Выбрать главу

— Ну это мы сейчас проверим, ответил Нечаев, доставая нож. Он ловко срезал дёрн и начал копать небольшую ямку. На глубине сорока сантиметров лезвие заскрежетало о камень.

— Вот видите, — выбросил он из ямки несколько крупных голышей, — а ты говоришь камней нет! Да двести лет назад здесь и леса может быть не росло. И камней белых наверняка было много, во всяком случае несколько. Поскольку никто бы не стал указывать примету, по которой любой бы нашёл место за полчаса, потрудившись лишь обойти остров. Надо в радиусе десяти-пятнадцати метров всё здесь внимательно осмотреть, может, на наше счастье, камень не весь в землю ушёл, если он действительно большой, — закончил свой монолог Нечаев.

Посчитав мысль подпоручика дельной, все принялись за поиски камня, напоминая скорее грибников, заглядывающих под каждый кустик, чем кладоискателей. Повезло Рыжову.

— Господа, я кажется нашёл! — негромко сказал он, обнаружив чуть-чуть видневшийся из травы замшелый выступ. Он присел на корточки и начал осторожно поддевать ножом мох, обнажая валун. Но шершавая, бугристая поверхность, показавшаяся из-под мха была грязно-коричневой и влажной.

— Не то! — в сердцах он ударил по камню ножом, вымещая на нём обидное разочарование.

От удара неожиданно зазмеилась трещина, по которой Вениамин не преминул садануть ещё разок, чтобы окончательно рассчитаться с молчаливым обманщиком. Сколотый выступ отскочил и шлёпнулся в траву, мелькнув матово-белым изломом.

Г Л А В А 10

— Ты умный парень, Серафино, — похвалил мулат подручного, когда лодка ушла обратно в Панаму. — Всё сделал в лучшем виде. Сейчас этот парень искренне верит, что мы контрабандисты. А контрабандисты — это самые мирные ребята на побережье, об этом любому скажет и ребёнок. Так что всё пока идёт отлично! Пойдем! — направился он к дереву, откуда доносились тихие голоса остальных.

Под деревом сидело четверо — лучшие люди Сезара. Если Серафино был незаменим там, где требовалась изворотливость и хитрость, то любой из этой четвёрки мог прихлопнуть невзрачного метиса одним щелчком, а китаец Чен, к тому же, мог поспорить в изворотливости и с Серафино.

Жоан и Бернабе — два барбадосских негра, обладали огромной физической силой и, хотя стреляли они плоховато (где негру научиться стрелять?), но зато мачете в их руках могли в мгновение ока отсечь любую часть человеческого тела.

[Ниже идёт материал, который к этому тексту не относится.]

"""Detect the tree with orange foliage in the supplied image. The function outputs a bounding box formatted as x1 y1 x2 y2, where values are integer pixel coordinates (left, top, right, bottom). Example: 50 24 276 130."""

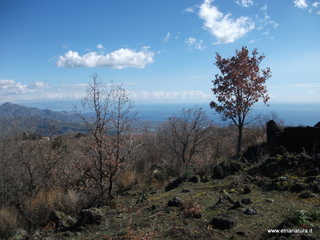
210 47 271 155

А вот мексиканец Гонсалес стрелком был искусным. Ему с избытком удалось понянчиться с винтовкой у себя в Мексике. В Колон он приехал, поверив щедрым посулам. Но через неделю, когда на строительстве за каждый день работы заплатили всего по десять центов, он пошёл в банду, бесповоротно решив, что кирка и лопата не для него.

У Китайца Чена, завербованного на строительство ещё лет десять назад, вышли какие-то серьёзные разногласия с многочисленной китайской общиной, которая отторгла его, как "чуждую" частицу, толкнув после долгих мытарств в ряды колонских бандитов.

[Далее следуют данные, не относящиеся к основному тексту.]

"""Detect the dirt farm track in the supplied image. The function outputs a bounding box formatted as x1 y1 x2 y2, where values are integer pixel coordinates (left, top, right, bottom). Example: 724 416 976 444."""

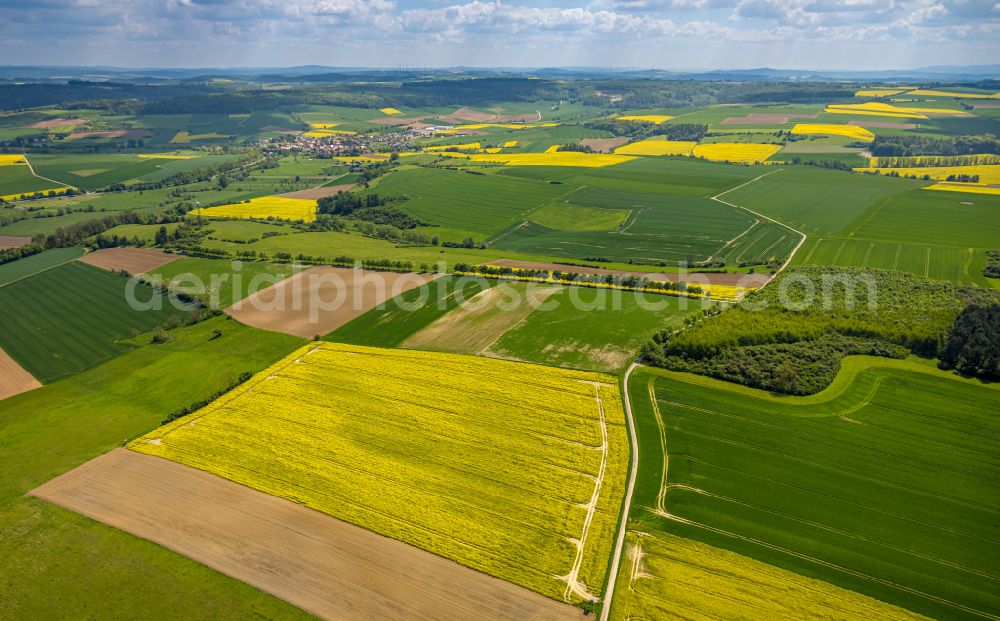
31 449 581 621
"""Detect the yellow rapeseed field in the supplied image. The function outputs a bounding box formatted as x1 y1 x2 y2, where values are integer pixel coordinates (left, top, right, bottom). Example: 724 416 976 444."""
854 164 1000 185
615 138 698 155
0 153 27 166
611 522 926 621
792 123 875 141
868 153 1000 168
191 196 316 222
924 181 1000 196
0 186 75 202
129 342 629 602
618 114 674 125
692 142 781 164
424 142 482 151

С появлением в Панаме американцев все они стали причисляться к людям "второго сорта". Для них строили "второсортные" районы, полицейские участки, туалеты, колодцы, трактиры. Даже окошки на почте делились на две категории — одни для американцев, другие — для цветных. И не было ничего неожиданного, что все они недолюбливали белых, особенно янки. Хотя был, конечно, среди "гринго" один человек, к которому все панамцы относились с искренней симпатией — военный врач, полковник Уильям Горгас — "медицинский диктатор Панамы". Это он создал противомоскитную бригаду в полторы тысячи человек, ежегодно на протяжении десятка лет распрыскивающих по топям и болотам огромное количество керосина и карболки для уничтожения комаров. Это он рассеял на столицу сто двадцать тон дезинфекций и окурил тремястами тонн серы, истратив весь годовой запас Соединённых штатов. Это он обошёлся не менее "свирепо" с остальными городами, деревнями и посёлками, мусорными свалками и кучами, победив то, что казалось нельзя было победить: тиф, желтую лихорадку и малярию, беспощадно косивших людей несмотря на цвет кожи.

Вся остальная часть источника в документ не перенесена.